Se acerca la primavera y quiero darle gracias al buen dios por el jovial culo, alegría del mundo. En mi familia, pecado de cursilería, recurrían a fraudulentos sinónimos, eludiendo la franqueza de su nombre real, culo, de robusta raíz latina.

No menos admirable que el amanecer, qué sencilla y afortunada su simetría. Culo bifronte. Por un lado el insolente, humanísimo, democrático culo, cuya mera existencia aniquila cualquier pretensión de solemnidad. Todos morimos y todos tenemos uno. Papas, reyes, ministros y presidentes de consejos de administración. Es nuestra zona vulnerable al ataque, privada de visión y que no podemos ver, nuestra cara oculta de la luna (en inglés el acto desvergonzado y libertario de hacer un calvo se denomina “to moon”), la que se ofrece al enemigo en el momento humillante de la huida. Culo delirante, escatológico, que alimenta el humor de toda la infancia. Y unida inseparablemente al humor, la vergüenza, jajá, te han visto el culo.

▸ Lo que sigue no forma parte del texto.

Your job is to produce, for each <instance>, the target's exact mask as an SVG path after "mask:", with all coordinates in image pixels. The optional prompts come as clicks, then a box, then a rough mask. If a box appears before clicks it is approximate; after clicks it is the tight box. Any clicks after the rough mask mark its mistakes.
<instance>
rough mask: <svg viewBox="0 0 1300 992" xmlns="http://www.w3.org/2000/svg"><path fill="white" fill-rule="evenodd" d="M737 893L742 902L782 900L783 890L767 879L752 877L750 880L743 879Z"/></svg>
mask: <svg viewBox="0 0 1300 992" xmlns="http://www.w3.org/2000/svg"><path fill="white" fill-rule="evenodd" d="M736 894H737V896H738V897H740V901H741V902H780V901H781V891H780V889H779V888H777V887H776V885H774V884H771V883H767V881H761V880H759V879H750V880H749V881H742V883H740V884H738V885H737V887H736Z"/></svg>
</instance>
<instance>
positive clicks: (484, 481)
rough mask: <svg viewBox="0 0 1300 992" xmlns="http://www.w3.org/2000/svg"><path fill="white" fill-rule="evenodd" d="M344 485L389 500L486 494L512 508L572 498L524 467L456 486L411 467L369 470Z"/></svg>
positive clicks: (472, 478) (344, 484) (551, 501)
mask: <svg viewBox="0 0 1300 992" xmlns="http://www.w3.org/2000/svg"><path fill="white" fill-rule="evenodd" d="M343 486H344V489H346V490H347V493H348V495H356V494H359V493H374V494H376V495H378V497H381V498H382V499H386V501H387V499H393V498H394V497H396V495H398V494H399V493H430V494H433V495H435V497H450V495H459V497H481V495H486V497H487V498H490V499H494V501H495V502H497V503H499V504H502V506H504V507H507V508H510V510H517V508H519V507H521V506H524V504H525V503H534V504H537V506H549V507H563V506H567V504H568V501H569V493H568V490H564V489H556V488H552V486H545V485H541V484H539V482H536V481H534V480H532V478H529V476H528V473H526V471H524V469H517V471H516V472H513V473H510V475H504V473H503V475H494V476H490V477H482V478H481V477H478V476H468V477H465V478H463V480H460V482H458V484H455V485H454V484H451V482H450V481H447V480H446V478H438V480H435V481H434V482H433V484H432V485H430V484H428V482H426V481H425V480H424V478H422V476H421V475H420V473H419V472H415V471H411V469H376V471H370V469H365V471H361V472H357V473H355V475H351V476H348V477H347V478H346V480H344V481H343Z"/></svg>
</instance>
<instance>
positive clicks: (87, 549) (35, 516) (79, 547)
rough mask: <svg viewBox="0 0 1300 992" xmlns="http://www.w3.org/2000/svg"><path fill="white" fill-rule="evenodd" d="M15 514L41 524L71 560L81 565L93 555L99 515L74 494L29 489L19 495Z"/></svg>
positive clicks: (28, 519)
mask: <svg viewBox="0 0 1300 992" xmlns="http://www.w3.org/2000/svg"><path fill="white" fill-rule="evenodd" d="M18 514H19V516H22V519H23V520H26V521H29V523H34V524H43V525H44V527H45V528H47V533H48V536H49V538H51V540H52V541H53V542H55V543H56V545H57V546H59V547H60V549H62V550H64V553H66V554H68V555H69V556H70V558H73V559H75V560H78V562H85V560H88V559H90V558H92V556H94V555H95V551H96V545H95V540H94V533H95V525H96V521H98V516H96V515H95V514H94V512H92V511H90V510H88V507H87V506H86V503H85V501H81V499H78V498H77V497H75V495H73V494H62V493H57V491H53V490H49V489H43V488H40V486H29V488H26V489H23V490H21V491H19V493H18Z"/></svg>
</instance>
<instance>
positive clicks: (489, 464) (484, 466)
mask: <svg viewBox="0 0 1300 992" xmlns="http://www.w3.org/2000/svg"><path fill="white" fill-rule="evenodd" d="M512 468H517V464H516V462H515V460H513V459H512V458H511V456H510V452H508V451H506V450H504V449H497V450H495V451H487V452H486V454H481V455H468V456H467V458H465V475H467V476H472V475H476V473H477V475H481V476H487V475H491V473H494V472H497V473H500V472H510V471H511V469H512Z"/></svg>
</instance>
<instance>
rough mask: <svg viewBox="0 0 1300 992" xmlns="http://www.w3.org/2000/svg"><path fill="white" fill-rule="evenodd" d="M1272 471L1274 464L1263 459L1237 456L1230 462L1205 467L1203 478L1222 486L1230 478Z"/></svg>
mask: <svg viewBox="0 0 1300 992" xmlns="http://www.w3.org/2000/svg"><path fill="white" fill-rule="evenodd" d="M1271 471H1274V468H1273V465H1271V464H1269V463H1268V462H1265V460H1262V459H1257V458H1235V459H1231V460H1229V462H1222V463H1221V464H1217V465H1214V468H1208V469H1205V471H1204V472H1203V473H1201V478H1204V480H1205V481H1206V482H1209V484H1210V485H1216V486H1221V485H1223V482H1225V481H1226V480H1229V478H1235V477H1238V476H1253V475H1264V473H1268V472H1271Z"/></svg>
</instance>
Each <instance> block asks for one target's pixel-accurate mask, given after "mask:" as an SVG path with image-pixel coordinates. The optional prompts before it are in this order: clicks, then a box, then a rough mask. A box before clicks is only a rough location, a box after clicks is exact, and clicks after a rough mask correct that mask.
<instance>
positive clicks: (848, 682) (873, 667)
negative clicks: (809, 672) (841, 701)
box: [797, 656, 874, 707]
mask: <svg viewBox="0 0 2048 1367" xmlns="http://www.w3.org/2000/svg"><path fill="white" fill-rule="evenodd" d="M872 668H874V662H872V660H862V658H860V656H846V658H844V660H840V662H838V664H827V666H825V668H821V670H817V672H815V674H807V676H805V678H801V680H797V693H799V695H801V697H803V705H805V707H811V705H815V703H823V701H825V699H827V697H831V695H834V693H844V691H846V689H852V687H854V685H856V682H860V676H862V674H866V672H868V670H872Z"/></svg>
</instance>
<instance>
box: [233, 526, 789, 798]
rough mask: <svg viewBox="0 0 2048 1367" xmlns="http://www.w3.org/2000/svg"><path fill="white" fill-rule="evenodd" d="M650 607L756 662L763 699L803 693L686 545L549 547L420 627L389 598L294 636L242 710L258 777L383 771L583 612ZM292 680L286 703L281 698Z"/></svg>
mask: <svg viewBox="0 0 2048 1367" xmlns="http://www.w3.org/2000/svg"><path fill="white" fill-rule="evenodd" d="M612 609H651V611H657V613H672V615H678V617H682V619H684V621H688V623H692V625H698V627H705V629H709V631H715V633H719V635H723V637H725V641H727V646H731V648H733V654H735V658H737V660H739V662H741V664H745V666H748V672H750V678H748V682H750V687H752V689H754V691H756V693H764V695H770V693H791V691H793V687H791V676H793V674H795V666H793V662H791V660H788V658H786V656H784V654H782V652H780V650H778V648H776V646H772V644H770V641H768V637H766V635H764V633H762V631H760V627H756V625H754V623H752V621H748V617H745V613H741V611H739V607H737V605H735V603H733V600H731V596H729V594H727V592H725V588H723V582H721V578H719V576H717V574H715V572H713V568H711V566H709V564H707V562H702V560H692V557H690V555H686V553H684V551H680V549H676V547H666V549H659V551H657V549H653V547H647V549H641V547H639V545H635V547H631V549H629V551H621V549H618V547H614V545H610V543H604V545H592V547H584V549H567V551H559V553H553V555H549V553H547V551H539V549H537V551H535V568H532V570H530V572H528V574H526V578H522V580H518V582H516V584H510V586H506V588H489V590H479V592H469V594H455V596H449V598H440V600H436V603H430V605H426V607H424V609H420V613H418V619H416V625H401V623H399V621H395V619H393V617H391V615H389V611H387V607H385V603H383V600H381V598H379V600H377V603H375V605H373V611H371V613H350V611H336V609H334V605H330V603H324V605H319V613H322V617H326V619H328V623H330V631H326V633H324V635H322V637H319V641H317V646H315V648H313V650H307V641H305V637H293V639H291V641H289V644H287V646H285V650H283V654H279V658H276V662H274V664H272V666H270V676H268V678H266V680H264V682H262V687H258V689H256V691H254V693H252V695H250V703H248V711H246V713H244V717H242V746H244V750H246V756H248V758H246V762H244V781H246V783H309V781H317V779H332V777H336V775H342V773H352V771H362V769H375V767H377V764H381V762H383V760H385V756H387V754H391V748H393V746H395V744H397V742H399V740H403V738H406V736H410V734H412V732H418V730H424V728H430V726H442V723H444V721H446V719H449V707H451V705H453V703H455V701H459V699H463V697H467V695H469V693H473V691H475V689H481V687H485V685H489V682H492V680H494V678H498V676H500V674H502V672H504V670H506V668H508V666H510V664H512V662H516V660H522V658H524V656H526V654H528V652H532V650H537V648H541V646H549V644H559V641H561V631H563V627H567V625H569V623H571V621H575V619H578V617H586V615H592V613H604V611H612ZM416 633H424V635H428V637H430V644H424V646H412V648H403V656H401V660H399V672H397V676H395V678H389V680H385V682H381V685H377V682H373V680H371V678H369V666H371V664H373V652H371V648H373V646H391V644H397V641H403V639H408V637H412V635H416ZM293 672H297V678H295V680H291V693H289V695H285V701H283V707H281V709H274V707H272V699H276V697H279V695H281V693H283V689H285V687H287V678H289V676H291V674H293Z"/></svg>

También carácter sexual secundario, para responder al cual estamos condicionados evolutivamente. Pero aun en la imperiosa seriedad del sexo conserva su ser amigable, su irreverencia. Se recurre a posturas que permitan su visión para añadir cierto desenfado al trascendente misionero. En ocasiones, la euforia de acariciarlo, besarlo. El impulso del mordisco, la risa y el azote.

Culo que adoramos porque pertenece a una cara, culo que a veces nos conmueve, inocente y vulnerable, noble, en esa especie de sereno abandono, incapaz de mal alguno. Culos que recordamos y que han tejido nuestra vida. La figura desnuda corriendo las cortinas en un hotel en otra ciudad, el culo de la mujer dormida que jamás te volviste a encontrar, el culo nadando bajo la superficie del mar, culo edénico, cerca del fondo, entrando en la oscuridad de un pasillo en busca de un vaso de agua, el culo sobre el que dejas descansar en paz tu cabeza, los culos imaginados del deseo sin realizar, los culos amados durante años y que has visto cambiar.

Culos tibios, suaves y bondadosos, que forman parte, antes quizás que paisajes, versos y canciones, de los mejores recuerdos de una vida. El culo es una patria.